This is an automated email from the ASF dual-hosted git repository.
eladkal pushed a commit to branch main
in repository https://gitbox.apache.org/repos/asf/airflow.git
The following commit(s) were added to refs/heads/main by this push:
new 454b5bbf52 Fix RedshiftDataOperator not running in deferred mode when
it should (#41206)
454b5bbf52 is described below
commit 454b5bbf529ea2a9b0b69a871803ff8920af0bb5
Author: Boris Morel <[email protected]>
AuthorDate: Wed Aug 7 19:35:03 2024 +0800
Fix RedshiftDataOperator not running in deferred mode when it should
(#41206)
* Ensure operator goes into deferrable mode
* Remove commented out code
* Test when not waiting for completion
* Add entry to changelog
* Rephrase warning
---
airflow/providers/amazon/CHANGELOG.rst | 14 ++++++++
.../amazon/aws/operators/redshift_data.py | 6 ++--
.../amazon/aws/operators/test_redshift_data.py | 38 ++++++++++++++++++++--
3 files changed, 53 insertions(+), 5 deletions(-)

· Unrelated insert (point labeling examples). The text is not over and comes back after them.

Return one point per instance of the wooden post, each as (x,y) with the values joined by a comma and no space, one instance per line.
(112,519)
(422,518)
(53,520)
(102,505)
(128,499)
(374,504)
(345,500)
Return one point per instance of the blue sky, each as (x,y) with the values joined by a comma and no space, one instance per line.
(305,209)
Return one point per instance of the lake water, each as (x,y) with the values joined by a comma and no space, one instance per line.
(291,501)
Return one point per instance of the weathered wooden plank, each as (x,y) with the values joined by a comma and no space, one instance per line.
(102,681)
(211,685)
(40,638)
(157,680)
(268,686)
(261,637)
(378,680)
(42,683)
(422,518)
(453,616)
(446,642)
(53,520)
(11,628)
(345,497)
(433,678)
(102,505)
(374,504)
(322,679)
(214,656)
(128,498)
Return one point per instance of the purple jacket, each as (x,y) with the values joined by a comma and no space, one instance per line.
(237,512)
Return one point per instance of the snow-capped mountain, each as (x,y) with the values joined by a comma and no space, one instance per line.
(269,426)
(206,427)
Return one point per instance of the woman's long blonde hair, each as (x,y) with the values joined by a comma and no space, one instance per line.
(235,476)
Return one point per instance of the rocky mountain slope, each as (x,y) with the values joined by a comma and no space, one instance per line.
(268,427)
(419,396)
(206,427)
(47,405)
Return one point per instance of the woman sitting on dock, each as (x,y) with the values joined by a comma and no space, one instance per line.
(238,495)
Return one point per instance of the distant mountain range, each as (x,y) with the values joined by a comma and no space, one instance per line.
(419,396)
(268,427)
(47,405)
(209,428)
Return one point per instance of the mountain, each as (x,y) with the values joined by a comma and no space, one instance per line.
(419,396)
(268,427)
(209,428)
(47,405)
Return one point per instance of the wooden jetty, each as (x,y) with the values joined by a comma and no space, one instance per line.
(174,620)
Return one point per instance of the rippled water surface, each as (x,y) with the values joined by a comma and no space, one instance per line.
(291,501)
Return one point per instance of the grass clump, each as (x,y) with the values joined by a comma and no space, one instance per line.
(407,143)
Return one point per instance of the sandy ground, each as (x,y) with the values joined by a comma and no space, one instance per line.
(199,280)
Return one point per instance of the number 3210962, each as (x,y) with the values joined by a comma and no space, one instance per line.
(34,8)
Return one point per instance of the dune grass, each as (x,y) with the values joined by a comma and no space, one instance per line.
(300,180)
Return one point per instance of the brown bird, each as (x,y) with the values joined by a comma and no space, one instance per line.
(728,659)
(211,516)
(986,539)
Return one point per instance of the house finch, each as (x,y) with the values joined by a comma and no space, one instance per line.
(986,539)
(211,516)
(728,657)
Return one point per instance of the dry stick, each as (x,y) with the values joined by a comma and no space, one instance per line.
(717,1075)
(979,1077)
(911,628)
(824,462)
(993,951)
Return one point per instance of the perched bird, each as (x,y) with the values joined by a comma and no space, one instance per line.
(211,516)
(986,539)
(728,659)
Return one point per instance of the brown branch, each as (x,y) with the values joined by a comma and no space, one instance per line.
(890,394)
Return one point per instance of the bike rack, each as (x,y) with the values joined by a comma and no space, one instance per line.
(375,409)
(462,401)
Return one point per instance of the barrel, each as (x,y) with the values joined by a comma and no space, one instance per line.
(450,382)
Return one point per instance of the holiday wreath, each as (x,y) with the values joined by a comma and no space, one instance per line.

diff --git a/airflow/providers/amazon/CHANGELOG.rst
b/airflow/providers/amazon/CHANGELOG.rst
index ed3b50f1ab..1dfc37909c 100644
--- a/airflow/providers/amazon/CHANGELOG.rst
+++ b/airflow/providers/amazon/CHANGELOG.rst
@@ -26,6 +26,20 @@
Changelog
---------
+Main
+......
+
+.. warning:: When deferrable mode was introduced for ``RedshiftDataOperator``,
in version 8.17.0, tasks configured with
+ ``deferrable=True`` and ``wait_for_completion=True`` wouldn't enter the
deferred state. Instead, the task would occupy
+ an executor slot until the statement was completed. A workaround may have
been to set ``wait_for_completion=False``.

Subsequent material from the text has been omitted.